Add to Prometheus config
Now that the Docker container is deployed, the dcgm-exporter job needs to be added to Prometheus. My Prometheus config is located at ~/prometheus/config.yaml
nano ~/prometheus/config.yaml
Add a section for the new job, mine looks like
- job_name: 'dcgm-exporter'
static_configs:
- targets: ['172.20.0.1:9400']
labels:
instance: 'milton'
- A new job called
dcgm-exporter
is added - The gateway of the
monitoring-network
is added, NOT the IP of the container. If the Docker container is running on a PC that is not the same as Prometheus, then use the internal IP of the PC and not the Docker gateway. - A label that denotes the name I have given to my PC is added, and can be exposed in Grafana
Save the file with CTRL + x
and then y
and finally ENTER
. Restart the Prometheus docker container for the changes to reflect.
Import a Dashboard
A few people have been been kind enough to create a dashboard for dcgm-exporter. To try them out open up Grafana, go to "Dashboards" select "New" and then "Import". Not all the charts may work, and I usually delete the ones that do not and add my own.
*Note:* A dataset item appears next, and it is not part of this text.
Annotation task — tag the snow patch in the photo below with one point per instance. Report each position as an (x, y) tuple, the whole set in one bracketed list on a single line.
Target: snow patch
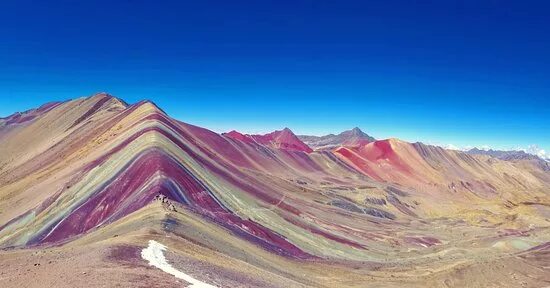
[(154, 253)]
Grafana Dashboard - ID 12239
In the input box for the dashboard URL or ID, enter one the above ID and click "Load". Give your dashboard a name, update the UID to be something a bit more specific, and select your Prometheus data source.
Then click "Import". You should see something like this
I like to resize things and reconfigure a few of the dashboards, but this is a great start. The things I usually care about most are Power, Temps, and Usage and that is easily monitored with this dashboard!